Faruq Z. Bey Passes On
One of the leading figures in Detroit’s avant-garde/improvised music scene, saxophonist Faruq Z. Bey, passed on June 1 at 70 years of age. His contributions were many, as an instrumentalist, composer, and poet. By all accounts his talents were impressive, and he became a charismatic leader of the subculture of more experimental musicians in Detroit from the seventies onward.
Born Jesse Davis in Detroit in 1942, he grew up in Conant Gardens, wrote his first poems at 13 and picked up the bass in school. After seeing a live performance by John Coltrane and Pharoah Sanders at the Drome in 1966, he was inspired to play the tenor saxophone.

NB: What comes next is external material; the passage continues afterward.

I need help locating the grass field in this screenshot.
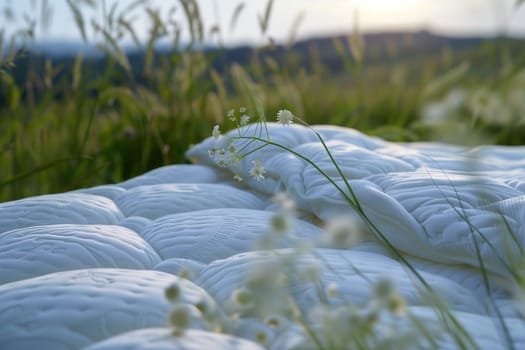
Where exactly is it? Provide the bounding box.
[0,0,525,201]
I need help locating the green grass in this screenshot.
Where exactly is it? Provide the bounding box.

Very much influenced by the black consciousness movement of the period, he changed his name and performed with other Bey Brothers. In 1972 he was one of the founders of the Griot Galaxy and its main writer. The group went through numerous personnel changes and recorded for the first time in 1981 (Kins, Black and White Records) as a quintet with three saxophones. Those who were fortunate enough to catch the group live, will always remember the combination of drive, drama, and free expression the group exuded.
Bey’s personal fortunes took a nosedive after a very serious motorcycle accident which left his left side paralysed. He was eventually able to come back to performing with the Northwood Improvisers in 2000. Together they recorded several CDs (on Entropy records) and performed at festivals, including the Detroit Jazz Festival and Edgefest.